How to Create Audio from a .CSV File

Create audio content at scale using AI

How do we do bulk operations with the API?

One of the powers of an API is the ability to programmatically execute at scale.

So one of the inevitable questions that comes up is - "I can do a small example" - "how do I do a bigger example"

In this how-to guide we'll discuss

  • Loading a CSV into python
  • Iterating over the elements of that CSV
  • Generating fully mastered audio from the content in that CSV

We use a CSV locally in this example, however you could also use Airtable , Google Sheets or a similar file format via their API with not much more work.

You can look at the full example here

Turning a CSV into audio files

So let's take a task that you might have, which is turning a CSV into lots of Mastered audio files. For the purposes of this we'll use a freely available CSV from Wikipedia.

For this example we'll use the top songs streamed in the UK we've lightly edited it to make the file a bit easier to parse.

πŸ“˜

Learn more about mastering

You can learn more about Mastering here, at Smart Mixing and Mastering

Save the file locally

You'll need to save the csv file locally if you're following along at home, alternatively you can use a different CSV set up or another file.

Set up your Python file

Firstly we import audiostack and other libraries


import audiostack
import csv 
import os 
from os import linesep

Then we'll want to read a csv file in.

This function is pretty simple, you open a CSV file and read it's contents.

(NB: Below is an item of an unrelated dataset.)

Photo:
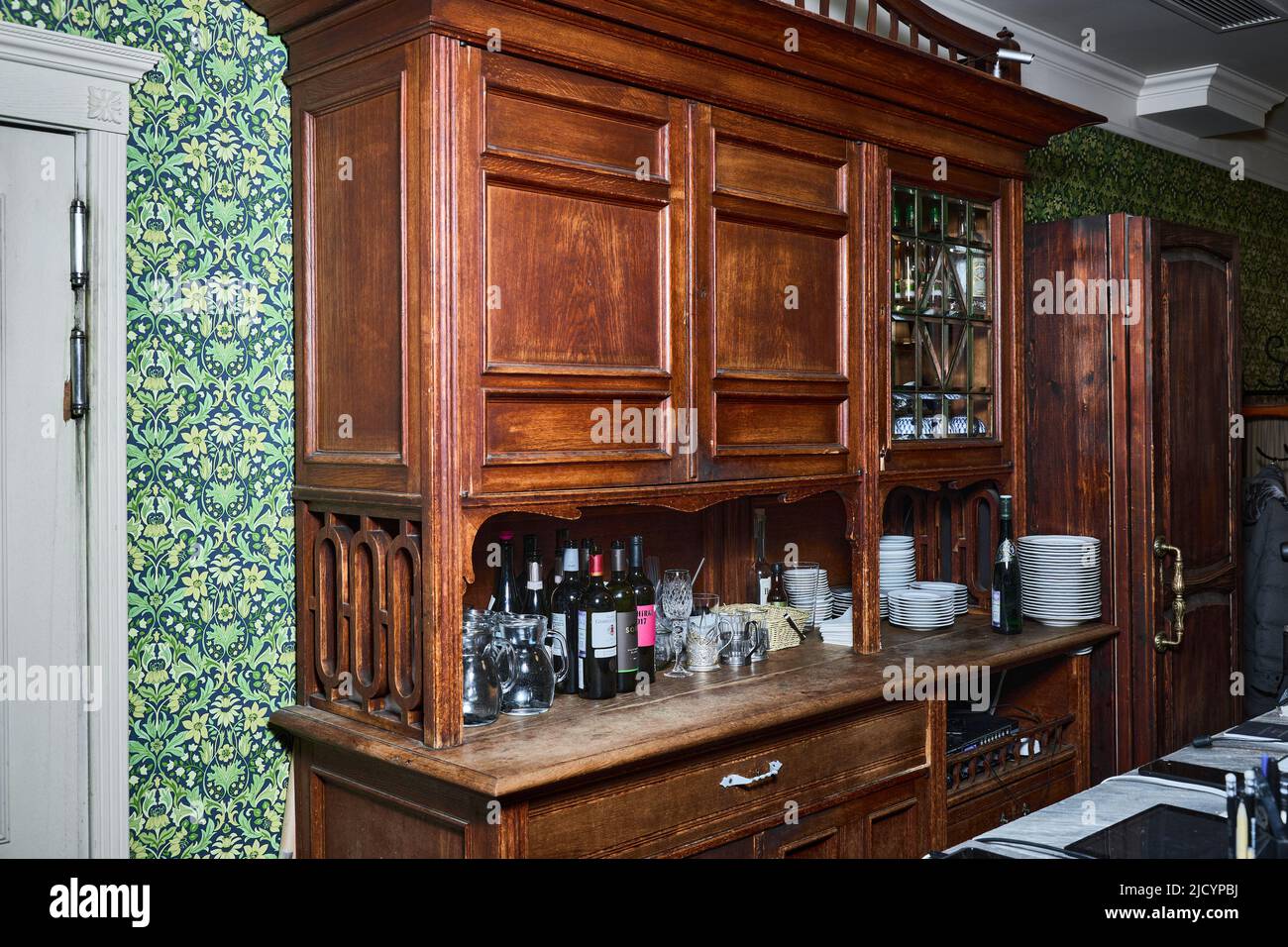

def read_large_csv(file_path):
    """
    Reads a large CSV file and returns a nested list containing the rows and columns.

    Args:
        file_path (str): The path to the CSV file.

    Returns:
        list: A nested list containing the rows and columns of the CSV file.
    """
    data = []

    # Open the CSV file and read its contents
    with open(file_path, "r", encoding="utf-8") as file:
        reader = csv.reader(file)

        # Iterate over each row in the CSV file
        for row in reader:
            data.append(row)

    return data

πŸ“˜

Alternatives

You may want to use something like a generator if you have a large CSV file.
We suggest if you want to read more about CSV parsing (a deep topic) you can read about pandas alternatively you'd also replace this with pd.read_csv

Creating the scripts

Firstly we'll iterate through the content, which will be a list of strings.
Then we'll apply some formatting to the strings - I had to do this to get this hacky solutions together.

πŸ“˜

Learn the AudioStack concepts

You can read more about the How does AudioStack work? and A deeper dive into the AudioStack Architecture

First recipe we follow is to

  1. Load in the CSV
  2. We apply some formatting to the strings and iterate across the content
  3. Then we turn this into Content

Let's double click a bit on that and explain a bit more with code

  1. Load in the CSV

content = read_large_csv("sample_2.csv")
  1. We iterate across the content
    And then we iterate across the content and we apply some formatting to the strings

for i in range(len(content)):

    my_str = " ".join(map(str, content[i]))

    script_content = f"""
            <as:section name="main" soundsegment="main">
            {my_str.replace(os.linesep, " ")}
            </as:section>
            """
    script_content = script_content.replace("\n", "").replace(
        "                ", ""
    )
    print(script_content)
  1. Turn these strings into Scripts in the AudioStack API
script = audiostack.Content.Script.create(
    scriptText=script_content,
    scriptName=i,
    moduleName="dynamicVoiceOver",
    projectName="dynamicVoiceOver",
)

Create the text to speech

It's very simple - you use the scriptItem method and voice within the Speech.TTS.create

speech = audiostack.Speech.TTS.create(scriptItem=script, voice=VOICE)

You could look at the other parameters as well and apply them, you can learn more here Create a text-to-speech resource.

Apply the production step

mix = audiostack.Production.Mix.create(
speechItem=speech, soundTemplate="sound_affects"
)

We create a mix and apply the soundTemplate sound_affects - you can look here for other examples library.audiostack.ai or even upload your own File

Deliver this file

When you've created your file you'll want to deliver it somewhere, we'll be saving this locally as a high quality mp3.


delivery = audiostack.Delivery.Encoder.encode_mix(
    productionItem=mix,
    preset="mp3_high",
    public=True,
)
print("MP3 file URL:", delivery.url)

Then the script will iterate over the rest of your content and you'll have one mastered audio file per row in your CSV file.

We could also send this to another system using our API, consider that an exercise for the reader.

Future work

There's a bunch of ways this could be improved like using different voices, different sound templates - even experimenting with something more advanced like Reduce length of speech to fit in a target using silence removal and time stretching with pitch preservation.